Question: Large sample sizes in Lositan
Hi Tiago and/or other Lositan experts,

I have a data set of 15,982 markers and 62 individuals across 4 populations.  I downloaded the large sample version of Lositan and successfully loaded the genepop file into the program on my Mac. However when I run the program it crashes with the cyan message bar "simulation pass to determine initial neutral set". The java console printed this error:

Java Web Start
Using JRE version 1.7.0_75-b13 Java HotSpot(TM) 64-Bit Server VM
User home directory = /Users/garylongo
c:   clear console window
f:   finalize objects on finalization queue
g:   garbage collect
h:   display this help message
m:   print memory usage
o:   trigger logging
p:   reload proxy configuration
q:   hide console
r:   reload policy configuration
s:   dump system and deployment properties
t:   dump thread list
v:   dump thread stack
0-5: set trace level to <n>
Missing Application-Name manifest attribute for:
Missing Permissions manifest attribute in main jar:
Mac OS X /Users/garylongo /
0.170016 34
Unhandled exception in thread started by <bound method SplitFDist.monitor of <Bio.PopGen.FDist.Async.SplitFDist object at 0x19a>>
Traceback (most recent call last):
  File "/Users/garylongo/.lositan/Bio/PopGen/FDist/", line 128, in monitor
  File "/Users/garylongo/.lositan/", line 548, in report
    selLoci = getSelLoci(pv)
  File "/Users/garylongo/.lositan/", line 418, in getSelLoci
    p = getP(pv[currPos])
IndexError: index out of range: 0



After some trial and error of reducing the data set size, I did get the program to run to completion when I reduced the data set to 5,002 markers.
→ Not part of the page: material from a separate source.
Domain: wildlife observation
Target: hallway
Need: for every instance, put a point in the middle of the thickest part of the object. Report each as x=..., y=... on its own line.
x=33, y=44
I see that the program should be able to handle 40,000 markers on Mac and 100,000 on PCs. I'm assuming this number is a product or function of sample size and not strictly loci number.  Is this true? I have seen other posts that suggest reducing the size of the data set or to run separate analyzes but I would like to run the complete data set in a single run in order to analyze all my data and to avoid skewing Fst calculations in separate runs. Any suggestions would be greatly appreciate. 

Thanks for your time!





I don't have experience with Lositan, but I have a simple and effective Fst (weir and Cockerham) for two populations.  It is written in C++ and works directly from a VCF file.